Anders als in der alten Bundesrepublik, in der zu dieser Zeit lediglich eine Anzeigepflicht beim Bundesgesundheitsamt vorgeschrieben war, mussten die ersten drei der vier Stufen, in die Klinische Prüfungen in der DDR eingeteilt waren, vom Ministerium für Gesundheitswesen genehmigt werden. Das Ministerium traf seine Entscheidung auf Grundlage der Empfehlungen des Zentralen Gutachterausschusses, einem Gremium bestehend aus Wissenschaftlern und Praktikern der Veterinär- und Humanmedizin – unter anderem auch vier Apothekern. Erhielt der Arzneimittelhersteller die Genehmigung, schloss er mit den an der Prüfung beteiligten Einrichtungen eine Vereinbarung. Bei außerhalb der DDR hergestellten Arzneimitteln lief das Genehmigungsverfahren über das Beratungsbüro im Ministerium für Gesundheitswesen für Arzneimittel und medizintechnische Erzeugnisse.
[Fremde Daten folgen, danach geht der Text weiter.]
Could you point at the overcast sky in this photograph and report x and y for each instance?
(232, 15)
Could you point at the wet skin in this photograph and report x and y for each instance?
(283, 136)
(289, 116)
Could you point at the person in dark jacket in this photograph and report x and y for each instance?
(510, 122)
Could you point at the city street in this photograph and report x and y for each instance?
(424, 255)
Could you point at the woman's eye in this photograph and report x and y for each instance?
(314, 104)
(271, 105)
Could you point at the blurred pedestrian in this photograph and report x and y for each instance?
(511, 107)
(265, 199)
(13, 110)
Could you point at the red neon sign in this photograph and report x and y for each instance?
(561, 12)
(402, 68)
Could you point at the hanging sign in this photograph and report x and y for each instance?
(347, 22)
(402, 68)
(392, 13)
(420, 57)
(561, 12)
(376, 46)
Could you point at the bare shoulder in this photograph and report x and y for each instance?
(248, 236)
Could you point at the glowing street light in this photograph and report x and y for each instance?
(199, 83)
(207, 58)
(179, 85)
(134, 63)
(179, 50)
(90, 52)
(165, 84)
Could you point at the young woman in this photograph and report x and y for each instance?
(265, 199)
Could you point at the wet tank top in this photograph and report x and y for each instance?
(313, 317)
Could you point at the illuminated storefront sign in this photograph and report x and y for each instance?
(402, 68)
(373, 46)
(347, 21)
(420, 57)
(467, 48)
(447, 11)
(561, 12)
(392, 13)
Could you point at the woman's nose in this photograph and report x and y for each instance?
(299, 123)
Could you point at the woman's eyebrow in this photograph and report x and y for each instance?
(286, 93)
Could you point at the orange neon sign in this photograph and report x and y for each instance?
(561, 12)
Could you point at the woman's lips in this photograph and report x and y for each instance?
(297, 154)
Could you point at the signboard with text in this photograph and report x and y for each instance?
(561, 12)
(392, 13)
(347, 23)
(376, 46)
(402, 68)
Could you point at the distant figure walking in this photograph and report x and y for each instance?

Aufklärung, Einwilligung und Absicherung
Probanden, die an einer Klinischen Prüfung teilnehmen sollten, mussten ausreichend über den Ablauf der Untersuchungen sowie über mögliche Wirkungen, Nebenwirkungen und Risiken der Prüfung aufgeklärt werden – und ihr Einverständnis geben. Dazu zählte auch die Information zu den mit den Untersuchungen verbundenen medizinischen Eingriffen. Probanden hatten das Recht, jederzeit ihr Einverständnis wieder zurückzunehmen. In diesem Fall oder wenn sie von Anfang an nicht einverstanden waren, durften ihnen keinesfalls Nachteile entstehen. Hinsichtlich der Dokumentation der Einwilligung galt: Bei Prüfungen in den Stufen I und II sowie bei Prüfungen der Stufe III, die zum Nachweis einer prophylaktischen Wirksamkeit oder außerhalb einer für den Probanden notwendigen diagnostischen oder therapeutischen Zielstellung durchgeführt wurden, musste über die vollzogene Aufklärung ein schriftliches Protokoll angefertigt werden. Dieses Protokoll musste alle Informationen, die Gegenstand der Aufklärung waren, sowie die Einverständniserklärung des Probanden enthalten und von Arzt und Proband unterschrieben werden.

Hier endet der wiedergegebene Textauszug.